Configuration parameters

When the library is initialized calling distdir_initialize, a t_config structure is internally created. It contains the settings of the library which can be specified as environment variables or using API functions. At the moment, the following settings are supported:

exchanger type: it can be specified using the environment variable DISTDIR_EXCHANGER or the API function set_config_exchanger
verbose mode: it can be specified using the environment variable DISTDIR_VERBOSE or the API function set_config_verbose

The exchanger type specifies the type of exchange. An enumerator is defined internally:

IsendIrecv1=0 : each buffer to be sent is filled and then sent with a call to MPI_Isend, while all the buffers to be received are received with a call to MPI_Irecv, then MPI_Waitall is called and the received buffers are unpacked into the field data array
IsendIrecv2=1 : all buffers to be sent are first filled and then sent with calls to MPI_Isend, while all the buffers to be received are received with calls to MPI_Irecv, then MPI_Waitall is called and the received buffers are unpacked into the field data array
IsendRecv1=2 : each buffer to be sent is filled and then sent with a call to MPI_Isend, then MPI_Waitall l is called. Finally, all the buffers to be received are received with a call to MPI_Recv and as the final step all the received buffers are unpacked into the field data array
IsendRecv2=3 : each buffer to be sent is filled and then sent with a call to MPI_Isend, then MPI_Waitall is called. Finally, all the buffers to be received are received with a call to MPI_Recv and immediately unpacked into the field data array.
IsendIrecv1NoWait=4 : same as IsendIrecv1 but the sending messages are waited during the next call to the function or during the call to delete_exchanger. It can be used only when the sending processes and the receiving processes do not overlap, i.e. concurrent implementations.
IsendIrecv2NoWait=5 : same as IsendIrecv2 but the sending messages are waited during the next call to the function or during the call to delete_exchanger. It can be used only when the sending processes and the receiving processes do not overlap, i.e. concurrent implementations.
IsendRecv1NoWait=6 : same as IsendRecv1 but the sending messages are waited during the next call to the function or during the call to delete_exchanger. It can be used only when the sending processes and the receiving processes do not overlap, i.e. concurrent implementations.
IsendRecv2NoWait=7 : same as IsendRecv2 but the sending messages are waited during the next call to the function or during the call to delete_exchanger. It can be used only when the sending processes and the receiving processes do not overlap, i.e. concurrent implementations.
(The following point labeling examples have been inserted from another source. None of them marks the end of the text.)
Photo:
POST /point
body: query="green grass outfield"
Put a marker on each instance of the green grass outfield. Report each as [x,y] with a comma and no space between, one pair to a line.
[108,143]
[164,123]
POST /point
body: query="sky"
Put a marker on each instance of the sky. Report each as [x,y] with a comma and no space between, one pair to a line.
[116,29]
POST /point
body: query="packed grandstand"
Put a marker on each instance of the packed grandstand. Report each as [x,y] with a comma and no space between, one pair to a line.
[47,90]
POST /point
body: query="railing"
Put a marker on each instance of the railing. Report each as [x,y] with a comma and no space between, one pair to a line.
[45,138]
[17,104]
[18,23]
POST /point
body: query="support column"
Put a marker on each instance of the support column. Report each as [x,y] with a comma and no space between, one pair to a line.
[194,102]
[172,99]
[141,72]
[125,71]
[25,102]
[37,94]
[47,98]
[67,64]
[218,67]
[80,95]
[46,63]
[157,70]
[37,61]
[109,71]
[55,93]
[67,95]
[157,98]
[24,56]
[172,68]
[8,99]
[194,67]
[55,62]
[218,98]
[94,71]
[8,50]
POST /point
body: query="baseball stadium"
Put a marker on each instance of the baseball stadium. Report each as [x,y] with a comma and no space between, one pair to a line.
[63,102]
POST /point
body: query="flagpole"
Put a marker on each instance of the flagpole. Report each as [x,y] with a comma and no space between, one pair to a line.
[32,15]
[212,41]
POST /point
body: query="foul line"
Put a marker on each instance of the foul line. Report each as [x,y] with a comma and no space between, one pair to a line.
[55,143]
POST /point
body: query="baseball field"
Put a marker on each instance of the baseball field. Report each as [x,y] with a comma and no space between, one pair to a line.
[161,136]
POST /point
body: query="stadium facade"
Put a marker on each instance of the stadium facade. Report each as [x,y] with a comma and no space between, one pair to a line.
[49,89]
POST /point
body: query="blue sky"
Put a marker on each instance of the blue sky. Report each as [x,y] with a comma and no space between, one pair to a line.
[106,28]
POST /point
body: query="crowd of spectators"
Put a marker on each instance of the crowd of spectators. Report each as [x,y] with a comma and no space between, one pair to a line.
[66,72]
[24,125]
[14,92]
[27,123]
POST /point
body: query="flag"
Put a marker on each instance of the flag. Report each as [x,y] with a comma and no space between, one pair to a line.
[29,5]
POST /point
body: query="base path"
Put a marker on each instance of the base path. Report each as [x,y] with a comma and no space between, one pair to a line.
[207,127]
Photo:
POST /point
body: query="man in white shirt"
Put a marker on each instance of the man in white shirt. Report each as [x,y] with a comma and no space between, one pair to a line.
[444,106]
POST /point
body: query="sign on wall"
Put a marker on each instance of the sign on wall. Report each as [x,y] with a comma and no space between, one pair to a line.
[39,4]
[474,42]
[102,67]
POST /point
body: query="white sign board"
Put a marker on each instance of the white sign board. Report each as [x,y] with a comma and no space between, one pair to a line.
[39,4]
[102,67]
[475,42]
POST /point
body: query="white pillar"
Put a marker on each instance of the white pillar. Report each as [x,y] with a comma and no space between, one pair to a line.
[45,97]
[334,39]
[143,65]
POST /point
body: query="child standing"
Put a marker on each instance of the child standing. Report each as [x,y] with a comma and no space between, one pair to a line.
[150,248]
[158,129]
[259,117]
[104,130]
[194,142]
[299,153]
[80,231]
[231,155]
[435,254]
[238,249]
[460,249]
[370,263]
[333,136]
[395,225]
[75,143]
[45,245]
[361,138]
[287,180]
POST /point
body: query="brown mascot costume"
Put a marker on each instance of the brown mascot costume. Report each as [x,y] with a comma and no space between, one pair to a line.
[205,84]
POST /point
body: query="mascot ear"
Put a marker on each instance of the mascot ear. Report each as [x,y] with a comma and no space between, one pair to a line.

The default exchanger is IsendIrecv1. The environment variable would set this parameter globally, while the API allows to set it per t_exchanger object. This means that given the same map, fields exchanged with different exchangers but having the same communication path, can use different type of exchange. In this case the API function must be called before the call to new_exchanger, which creates a t_exchanger object.

The verbose mode specifies if the library should run in verbose mode or not. An enumerator is defined internally:

verbose_true=0
verbose_false=1

This parameter is self explanatory.

Mapping 3D fields

The mapping of 3D fields is computationally more expensive and the choice of the RD decomposition is crucial to achieve good performance in computing the exchange pattern (t_map object). The idea of the library to tackle this problem is to optimize the mapping algorithm for 2D fields and then adapt it to the third dimension. This is straightforward if an application used only 2D domain decomposition, such as many climate and NWP applications.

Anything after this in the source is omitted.